Now, both CNBC and the Wall Street Journal are confirming that T-Mobile and Sprint have restarted merger talks. It is not known who was the initiating party this time around, but Sprint is seemingly in dire straight these days as its bleeds customers and attempts to raise capital to build out its nationwide wireless network.
When the second deal fell through back in November 2017, Sprint shares cratered while T-Mobile held firm. Today, when news broke of a third attempt at a merger, Sprint shares soared over 20 percent, while T-Mobile shares rose around 7 percent. The market is definitely receptive to the idea of strong third-place wireless competitor comprised of T-Mobile and Sprint, and it would definitely give loud mouth CEO John Legere something to crow about if the merger were to somehow make it through this time around.

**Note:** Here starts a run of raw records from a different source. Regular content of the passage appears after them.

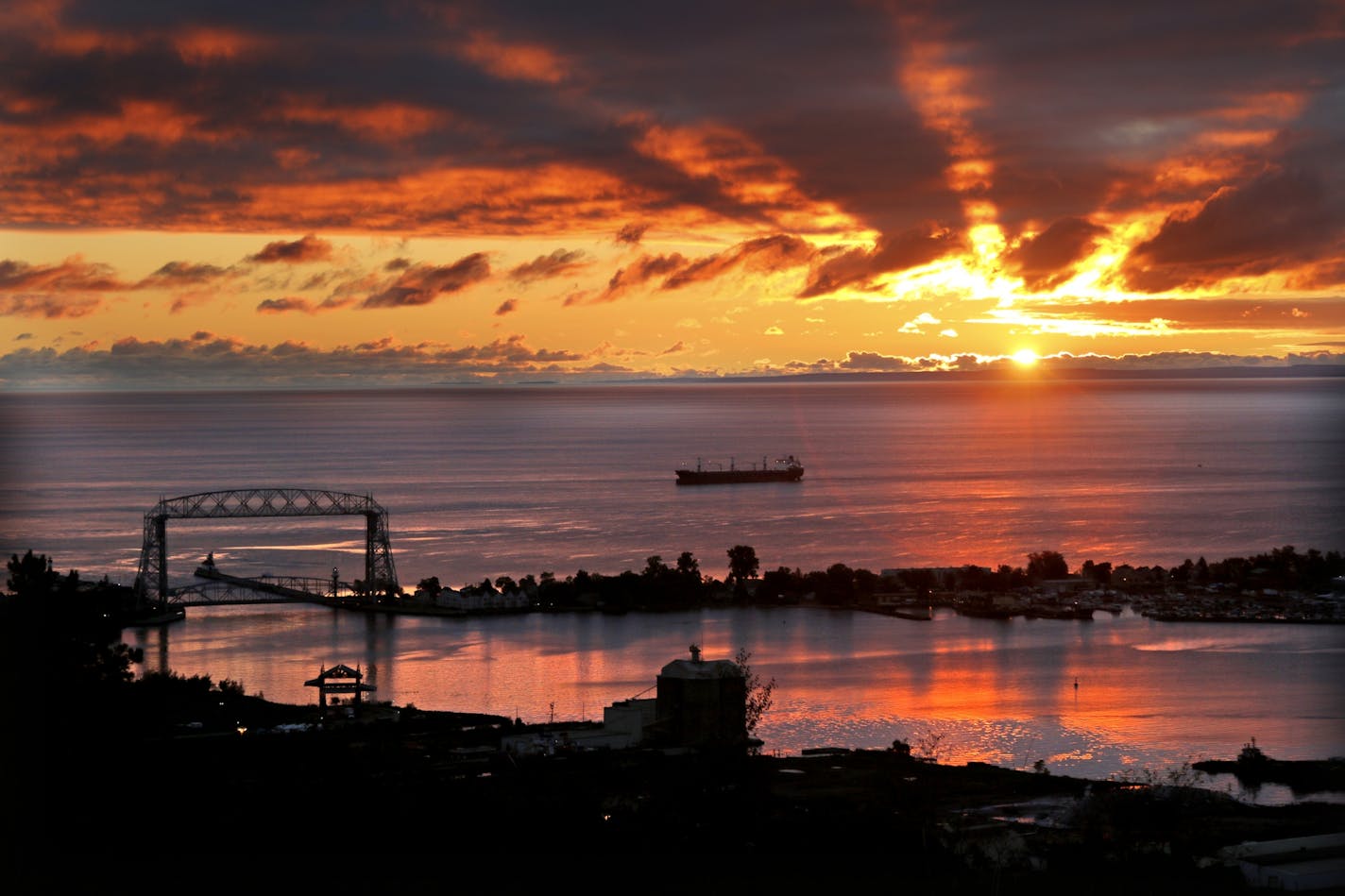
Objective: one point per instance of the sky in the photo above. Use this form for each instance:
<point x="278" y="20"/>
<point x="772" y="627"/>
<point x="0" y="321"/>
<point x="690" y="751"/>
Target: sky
<point x="415" y="193"/>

"The prospect of combining with Sprint has been compelling for a variety of reasons, including the potential to create significant benefits for consumers and value for shareholders,” said Legere back in November. “However, we have been clear all along that a deal with anyone will have to result in superior long-term value for T-Mobile’s shareholders compared to our outstanding stand-alone performance and track record.”
Germany telecommunications firm Deutsche Telekom owns 63 percent of T-Mobile, while Japan-based SoftBank owns an 85 percent interest in Sprint. The multinational tie-up with vastly different managing styles has twice complicated the marriage of the two companies. The failure of the second deal in November was reportedly due to an inability to come to an agreement on who would lead the company.
We don't have a dog in this race, but it seems undeniable that Legere, whose exuberant foul-mouthed commentary and a penchant for bashing rivals Verizon and AT&T, has managed to turn around T-Mobile's fortunes and offer attractive promotions that have helped increase its subscriber base. He seems like the perfect fit to continue leading the combined company.